His vision was centered around a literal interpretation of the Soviet top-down ideology of proletarian internationalism. This was the idea of putting class, as Marxist doctrine dictates, above nationality, ethnicity, or any other factor that would be divisive to the unified class struggle. This also means that the ethnic amalgamation that was the Soviet Union was centered around the coexistence of this wide range of people. Vertov’s own interpretation, in a rejection of any Russo-centrality and a pure acceptance of this idea of proletarian internationalism, became Across One Sixth of the World. He depicted the mosaic culture of all the people that are under the banner of the Soviet Union, and a complete rejection of the idea of Russo-dominated homogeneity. His aim was to celebrate how great the idea of Communism was, that it could actually unify this diverse range of people under a common goal which was in keeping with the creation of an international socialist history by Lenin. He was also very critical of the West, mainly Western colonialism, and montaged scenes of slavery, exploitation, poverty, and the decadence of the upper classes and how they are placed above the proletariat in the West. This was Vertov’s “World of Capital,” again in standing with Soviet ideology. So, if viewed from a purely literal ideological standpoint, Verotv’s film should have been the height of Soviet propaganda.

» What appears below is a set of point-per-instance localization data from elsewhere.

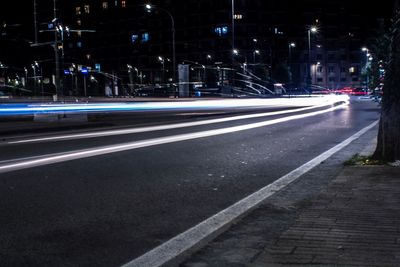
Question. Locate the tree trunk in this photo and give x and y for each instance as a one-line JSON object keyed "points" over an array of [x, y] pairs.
{"points": [[388, 147]]}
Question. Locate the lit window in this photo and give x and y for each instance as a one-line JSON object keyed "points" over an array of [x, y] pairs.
{"points": [[145, 37], [134, 38], [87, 9], [221, 31]]}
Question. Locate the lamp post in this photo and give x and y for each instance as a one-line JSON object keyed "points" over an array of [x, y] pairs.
{"points": [[255, 52], [149, 7], [233, 27], [368, 57], [290, 47], [161, 59], [312, 29]]}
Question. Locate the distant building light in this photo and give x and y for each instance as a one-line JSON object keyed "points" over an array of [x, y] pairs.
{"points": [[221, 31], [145, 37], [134, 38], [87, 9]]}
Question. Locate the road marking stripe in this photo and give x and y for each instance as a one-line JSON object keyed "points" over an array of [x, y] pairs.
{"points": [[159, 127], [85, 153], [182, 244]]}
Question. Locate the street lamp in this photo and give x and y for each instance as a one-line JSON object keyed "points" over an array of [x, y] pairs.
{"points": [[255, 52], [290, 46], [368, 58], [149, 7], [161, 59], [312, 29]]}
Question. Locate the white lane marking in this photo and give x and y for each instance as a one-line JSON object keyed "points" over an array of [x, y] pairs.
{"points": [[85, 153], [207, 229], [159, 127]]}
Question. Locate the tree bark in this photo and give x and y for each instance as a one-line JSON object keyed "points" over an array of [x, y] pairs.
{"points": [[388, 147]]}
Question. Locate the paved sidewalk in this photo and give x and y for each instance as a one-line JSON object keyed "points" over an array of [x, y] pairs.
{"points": [[353, 221]]}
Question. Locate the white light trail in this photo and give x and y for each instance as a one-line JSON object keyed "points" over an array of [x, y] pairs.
{"points": [[159, 127], [73, 155]]}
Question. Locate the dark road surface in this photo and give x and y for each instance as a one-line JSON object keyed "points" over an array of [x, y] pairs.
{"points": [[109, 209]]}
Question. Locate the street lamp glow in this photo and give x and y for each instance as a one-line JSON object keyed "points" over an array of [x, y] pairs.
{"points": [[314, 29]]}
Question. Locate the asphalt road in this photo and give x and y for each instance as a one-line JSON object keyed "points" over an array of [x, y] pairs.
{"points": [[108, 209]]}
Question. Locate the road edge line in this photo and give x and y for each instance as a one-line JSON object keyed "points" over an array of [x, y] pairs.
{"points": [[176, 249]]}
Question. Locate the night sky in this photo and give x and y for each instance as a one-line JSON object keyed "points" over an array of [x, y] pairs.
{"points": [[19, 18]]}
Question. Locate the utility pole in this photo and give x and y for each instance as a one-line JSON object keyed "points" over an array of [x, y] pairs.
{"points": [[56, 54], [35, 20]]}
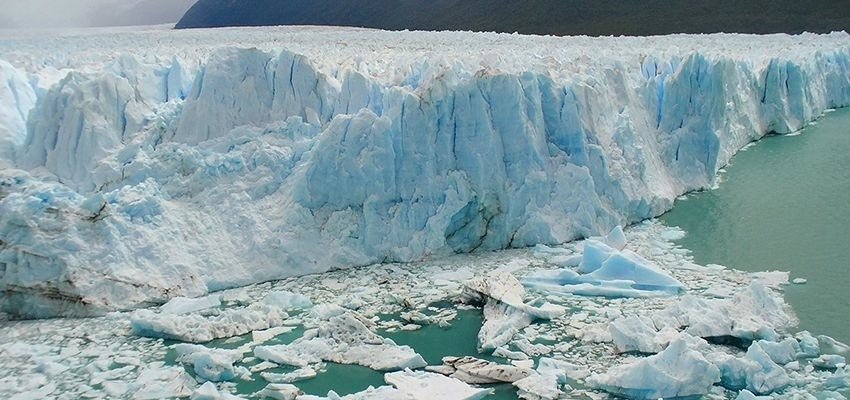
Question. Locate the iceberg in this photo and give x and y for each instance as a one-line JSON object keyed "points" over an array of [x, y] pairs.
{"points": [[214, 365], [755, 371], [607, 269], [178, 164], [199, 329], [208, 391], [345, 338], [476, 371], [678, 371], [421, 385], [505, 312]]}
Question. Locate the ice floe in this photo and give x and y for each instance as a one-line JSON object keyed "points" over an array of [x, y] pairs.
{"points": [[344, 338]]}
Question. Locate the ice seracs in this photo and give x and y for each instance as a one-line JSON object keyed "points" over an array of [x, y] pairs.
{"points": [[199, 329], [242, 156], [345, 338], [505, 312], [214, 365], [678, 371], [607, 269]]}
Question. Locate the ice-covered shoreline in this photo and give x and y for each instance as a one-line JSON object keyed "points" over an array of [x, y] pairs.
{"points": [[589, 347], [191, 166]]}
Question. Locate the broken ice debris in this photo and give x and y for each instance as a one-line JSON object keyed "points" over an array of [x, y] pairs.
{"points": [[678, 371], [199, 329], [214, 365], [344, 338], [505, 313], [606, 269], [476, 371]]}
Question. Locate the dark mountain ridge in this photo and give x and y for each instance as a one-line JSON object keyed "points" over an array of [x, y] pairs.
{"points": [[554, 17]]}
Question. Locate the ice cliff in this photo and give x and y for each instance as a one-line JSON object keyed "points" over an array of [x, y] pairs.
{"points": [[212, 159]]}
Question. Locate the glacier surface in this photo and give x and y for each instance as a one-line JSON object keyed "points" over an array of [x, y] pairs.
{"points": [[141, 165]]}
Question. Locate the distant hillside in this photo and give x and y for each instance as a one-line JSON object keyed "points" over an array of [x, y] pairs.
{"points": [[558, 17], [141, 12]]}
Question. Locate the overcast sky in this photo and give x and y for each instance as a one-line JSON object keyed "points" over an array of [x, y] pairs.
{"points": [[82, 13]]}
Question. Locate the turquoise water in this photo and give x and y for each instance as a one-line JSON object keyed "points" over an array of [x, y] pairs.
{"points": [[784, 204], [432, 342]]}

However, Vertov’s work was rejected as not conforming to the Soviet ideology because in the Soviet industrial context, which is the center of Soviet overarching ideology, the depiction of the wide range of nomadic peoples did not stand well in Lenin’s eyes, who wanted to focus on the new Soviet man. Both Lenin and Vertov recognized the Constructivist aspects of film, that it could be building material towards unifying the diverse Soviet body under the Communist ideology. Yet, Vertov focused too much on the “otherness” of the Soviet Union and his avant-garde film looked too much into the idealized future, not the socialist present.